The second room brought me into an entirely white space bright with natural light. One can see that the designer experimented with a wide range of materials. In the 80’s Miyake experimented with the “Plastic Body” which was reinforced plastic on a mould of human torso:
Below is the “Rattan Body” where rattan and bamboo are sculpted into wearable form:
Check out this garment made of “horse hair” from his 1990 Fall Winter Collection:
The third room was the grand finale, practically a spectacle itself! The designer’s archival designs and collaboration pieces were presented on separate islands positioned throughout the enormous hall. Not only were the clothing spectacular, the smaller details down to the accessories, such as the sunglasses that the mannequins were wearing were an absolute one-of-a-kind. (Where would you even get them if you wanted to purchase??…):
Many of you may be familiar with Miyake’s pleated fabric.
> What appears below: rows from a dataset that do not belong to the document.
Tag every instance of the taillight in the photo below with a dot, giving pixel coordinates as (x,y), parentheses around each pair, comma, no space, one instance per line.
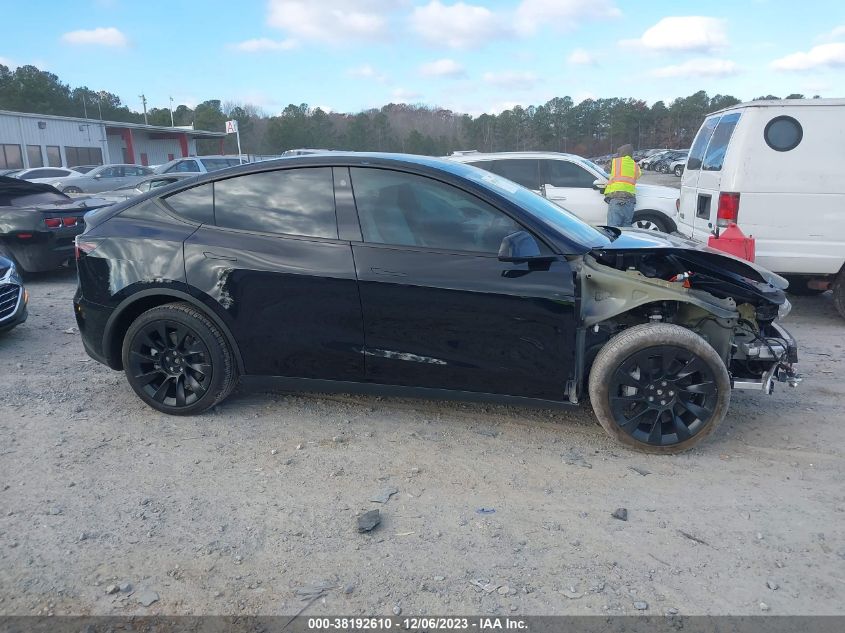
(728,208)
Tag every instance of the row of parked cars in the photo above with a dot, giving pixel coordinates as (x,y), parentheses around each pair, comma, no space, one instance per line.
(42,209)
(664,161)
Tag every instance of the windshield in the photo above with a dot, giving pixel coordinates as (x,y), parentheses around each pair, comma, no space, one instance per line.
(549,213)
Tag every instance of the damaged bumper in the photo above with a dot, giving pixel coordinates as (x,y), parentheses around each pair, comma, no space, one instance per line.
(780,350)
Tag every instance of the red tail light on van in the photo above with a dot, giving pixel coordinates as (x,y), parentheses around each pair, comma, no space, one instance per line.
(728,209)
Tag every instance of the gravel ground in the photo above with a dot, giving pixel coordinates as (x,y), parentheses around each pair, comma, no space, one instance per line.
(111,508)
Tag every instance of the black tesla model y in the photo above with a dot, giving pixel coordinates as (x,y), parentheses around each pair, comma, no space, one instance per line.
(421,277)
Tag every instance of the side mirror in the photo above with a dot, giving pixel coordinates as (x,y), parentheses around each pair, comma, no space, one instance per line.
(519,247)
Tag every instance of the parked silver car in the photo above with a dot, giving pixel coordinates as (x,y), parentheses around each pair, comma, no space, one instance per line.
(42,174)
(143,186)
(102,178)
(199,164)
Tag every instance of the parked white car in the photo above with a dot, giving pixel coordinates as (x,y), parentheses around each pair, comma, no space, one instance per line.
(199,164)
(577,185)
(774,168)
(43,174)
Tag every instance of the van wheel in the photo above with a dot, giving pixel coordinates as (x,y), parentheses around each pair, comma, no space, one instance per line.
(839,293)
(659,388)
(177,360)
(653,221)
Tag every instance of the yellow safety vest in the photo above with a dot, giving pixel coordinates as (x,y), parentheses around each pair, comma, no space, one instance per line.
(624,173)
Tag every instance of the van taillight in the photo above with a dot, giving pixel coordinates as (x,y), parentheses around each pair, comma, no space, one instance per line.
(728,208)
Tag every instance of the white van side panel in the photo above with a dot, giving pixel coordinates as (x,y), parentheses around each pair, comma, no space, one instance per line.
(792,202)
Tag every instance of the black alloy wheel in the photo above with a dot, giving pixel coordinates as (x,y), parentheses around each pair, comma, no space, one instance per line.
(659,388)
(662,395)
(170,363)
(177,360)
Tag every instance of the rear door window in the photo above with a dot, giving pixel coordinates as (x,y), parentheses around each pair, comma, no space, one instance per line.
(714,158)
(288,201)
(525,172)
(410,210)
(562,173)
(699,146)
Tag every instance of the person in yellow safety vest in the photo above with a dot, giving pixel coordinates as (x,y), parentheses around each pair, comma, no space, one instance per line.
(621,191)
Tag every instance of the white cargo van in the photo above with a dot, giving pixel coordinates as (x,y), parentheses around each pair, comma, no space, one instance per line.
(776,169)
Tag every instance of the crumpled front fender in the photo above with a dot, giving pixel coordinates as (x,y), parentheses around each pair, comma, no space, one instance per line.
(607,292)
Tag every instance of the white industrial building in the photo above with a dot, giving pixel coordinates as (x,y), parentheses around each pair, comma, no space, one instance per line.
(38,140)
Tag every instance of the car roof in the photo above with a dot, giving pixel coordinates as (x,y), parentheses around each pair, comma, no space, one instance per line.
(469,157)
(783,103)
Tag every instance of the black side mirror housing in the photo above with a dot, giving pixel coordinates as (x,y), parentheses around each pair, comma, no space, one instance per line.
(519,247)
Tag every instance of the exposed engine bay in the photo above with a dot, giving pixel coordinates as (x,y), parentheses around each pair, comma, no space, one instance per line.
(731,304)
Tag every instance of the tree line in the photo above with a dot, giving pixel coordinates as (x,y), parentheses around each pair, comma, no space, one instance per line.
(589,128)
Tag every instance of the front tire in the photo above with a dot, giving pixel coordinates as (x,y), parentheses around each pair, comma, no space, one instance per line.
(177,360)
(659,388)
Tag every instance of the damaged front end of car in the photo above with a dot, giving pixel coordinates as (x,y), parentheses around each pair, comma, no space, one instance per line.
(730,303)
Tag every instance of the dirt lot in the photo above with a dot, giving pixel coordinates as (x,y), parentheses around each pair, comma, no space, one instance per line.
(237,510)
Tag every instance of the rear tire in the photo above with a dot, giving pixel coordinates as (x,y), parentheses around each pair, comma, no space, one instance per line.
(659,388)
(177,360)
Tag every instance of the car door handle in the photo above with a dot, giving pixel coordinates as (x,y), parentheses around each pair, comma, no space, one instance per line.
(387,273)
(210,255)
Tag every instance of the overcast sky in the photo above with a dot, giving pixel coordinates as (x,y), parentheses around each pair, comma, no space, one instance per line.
(469,56)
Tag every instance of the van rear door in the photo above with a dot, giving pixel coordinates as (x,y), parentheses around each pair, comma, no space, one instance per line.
(702,179)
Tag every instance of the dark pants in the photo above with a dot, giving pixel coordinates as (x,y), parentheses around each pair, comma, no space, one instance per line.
(620,211)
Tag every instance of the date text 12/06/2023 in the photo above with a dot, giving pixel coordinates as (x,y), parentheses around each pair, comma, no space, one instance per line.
(414,623)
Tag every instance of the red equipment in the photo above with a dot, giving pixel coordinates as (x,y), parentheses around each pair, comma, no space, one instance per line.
(732,240)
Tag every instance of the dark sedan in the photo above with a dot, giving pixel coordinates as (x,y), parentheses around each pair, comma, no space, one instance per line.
(13,296)
(38,224)
(426,277)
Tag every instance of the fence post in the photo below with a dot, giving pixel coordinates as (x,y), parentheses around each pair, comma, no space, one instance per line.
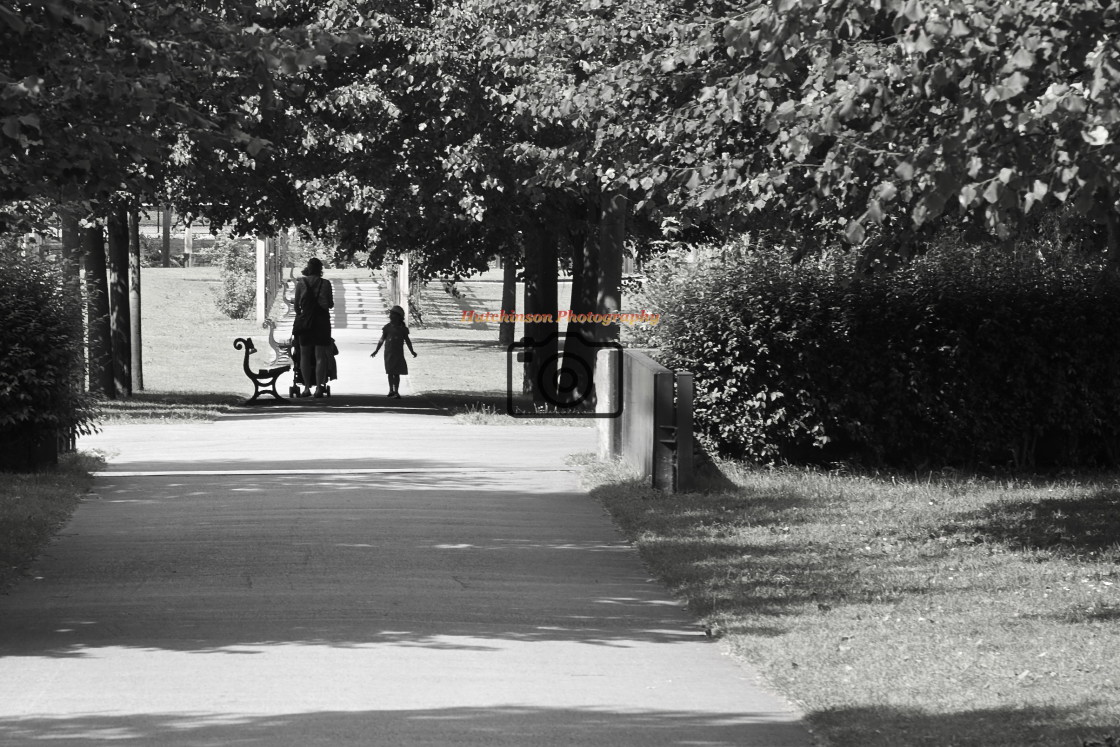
(607,395)
(664,438)
(683,481)
(262,290)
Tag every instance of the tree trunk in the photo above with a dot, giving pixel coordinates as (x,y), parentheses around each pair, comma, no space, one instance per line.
(505,329)
(578,372)
(96,293)
(612,240)
(136,344)
(165,253)
(72,251)
(542,334)
(119,316)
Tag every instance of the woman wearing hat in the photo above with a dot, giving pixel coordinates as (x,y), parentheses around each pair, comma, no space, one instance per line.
(316,347)
(394,336)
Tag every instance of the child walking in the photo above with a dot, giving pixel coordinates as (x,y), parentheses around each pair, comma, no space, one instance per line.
(394,336)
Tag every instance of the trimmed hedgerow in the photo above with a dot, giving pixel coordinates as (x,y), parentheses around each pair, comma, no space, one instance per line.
(42,362)
(238,269)
(962,357)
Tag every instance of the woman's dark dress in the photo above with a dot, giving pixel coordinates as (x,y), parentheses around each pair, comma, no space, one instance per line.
(320,328)
(394,336)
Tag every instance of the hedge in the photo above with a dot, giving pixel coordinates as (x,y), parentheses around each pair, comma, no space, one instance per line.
(42,362)
(963,357)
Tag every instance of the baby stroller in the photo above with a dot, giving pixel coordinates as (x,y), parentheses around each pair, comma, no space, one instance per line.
(297,381)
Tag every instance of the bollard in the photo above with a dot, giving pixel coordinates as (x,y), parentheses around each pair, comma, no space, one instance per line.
(608,400)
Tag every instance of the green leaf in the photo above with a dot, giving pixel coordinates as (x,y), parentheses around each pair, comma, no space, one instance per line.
(1099,136)
(855,232)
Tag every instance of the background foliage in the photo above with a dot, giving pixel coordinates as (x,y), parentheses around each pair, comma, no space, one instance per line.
(966,356)
(238,267)
(42,361)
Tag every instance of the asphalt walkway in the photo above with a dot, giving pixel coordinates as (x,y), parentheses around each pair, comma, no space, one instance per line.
(357,571)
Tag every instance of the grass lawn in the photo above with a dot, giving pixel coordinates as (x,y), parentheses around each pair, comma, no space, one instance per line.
(942,612)
(34,506)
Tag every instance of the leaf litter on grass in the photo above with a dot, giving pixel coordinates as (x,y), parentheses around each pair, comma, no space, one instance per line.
(945,612)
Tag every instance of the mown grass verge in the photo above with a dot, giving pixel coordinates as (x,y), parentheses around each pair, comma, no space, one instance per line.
(33,506)
(939,610)
(166,407)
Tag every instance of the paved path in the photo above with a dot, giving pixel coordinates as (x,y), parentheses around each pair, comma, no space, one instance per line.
(347,571)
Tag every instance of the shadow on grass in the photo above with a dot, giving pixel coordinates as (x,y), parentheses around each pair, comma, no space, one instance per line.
(875,727)
(1088,524)
(167,405)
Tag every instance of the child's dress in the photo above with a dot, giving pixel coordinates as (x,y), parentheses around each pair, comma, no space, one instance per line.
(394,336)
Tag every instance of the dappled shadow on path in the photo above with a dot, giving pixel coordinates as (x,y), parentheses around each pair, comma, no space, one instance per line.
(501,725)
(460,560)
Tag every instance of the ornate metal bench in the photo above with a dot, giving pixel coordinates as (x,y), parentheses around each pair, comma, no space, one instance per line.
(264,380)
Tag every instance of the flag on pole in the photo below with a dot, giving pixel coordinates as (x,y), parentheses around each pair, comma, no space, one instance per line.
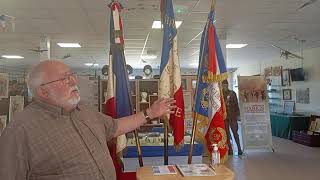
(209,111)
(170,77)
(118,103)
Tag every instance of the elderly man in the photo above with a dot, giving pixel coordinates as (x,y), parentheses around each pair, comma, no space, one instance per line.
(233,113)
(57,138)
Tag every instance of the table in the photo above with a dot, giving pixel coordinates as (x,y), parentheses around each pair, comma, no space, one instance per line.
(223,173)
(282,125)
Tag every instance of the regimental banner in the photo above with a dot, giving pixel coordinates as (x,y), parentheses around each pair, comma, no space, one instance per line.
(254,111)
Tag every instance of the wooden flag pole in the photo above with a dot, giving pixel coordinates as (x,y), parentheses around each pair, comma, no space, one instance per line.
(213,4)
(194,123)
(138,148)
(194,126)
(166,146)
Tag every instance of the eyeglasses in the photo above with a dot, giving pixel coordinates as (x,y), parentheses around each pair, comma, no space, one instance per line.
(65,80)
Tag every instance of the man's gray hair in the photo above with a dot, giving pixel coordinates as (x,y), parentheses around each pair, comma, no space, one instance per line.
(35,78)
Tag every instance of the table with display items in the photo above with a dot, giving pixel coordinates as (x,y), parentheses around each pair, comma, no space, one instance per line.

The idea first came about back in the 90’s when William Forsythe approached Miyake asking him to create clothing for his new production for the Frankfurt Ballet. This is when he developed the idea of “garment pleating” to create pleated clothing using lightweight knitted material that moves. These pleats, which eventually became his signature clothing design, were created by taking an oversized fabric cut and sewn into the shape of the garment and sandwiched between two layers of washi paper and fed through a heat press. The pleats were permanently engrained into the fabric, therefore very easy to care for.
Another fascinating feature of Miyake’s design was how he created clothing using the concept of “origami”. One moment you would see an intricate shape folded flat on the table. The next moment, that shape would unfold into a 3D garment:
Apparently in a press conference, Miyake told reporters that he not only desired to carry on Japanese traditions, but to “go beyond global boundaries and not be limited by ‘narrow frames'”. I greatly admire this man who continues to create, innovate and push the boundaries in his pursuit for an ever more advanced design of the 21st century.
This exhibition has truly inspired me. It has reinvigorated my existing passion for hair and changed my approach to design and to life in general. Let’s try to cultivate our “thinking outside the box”!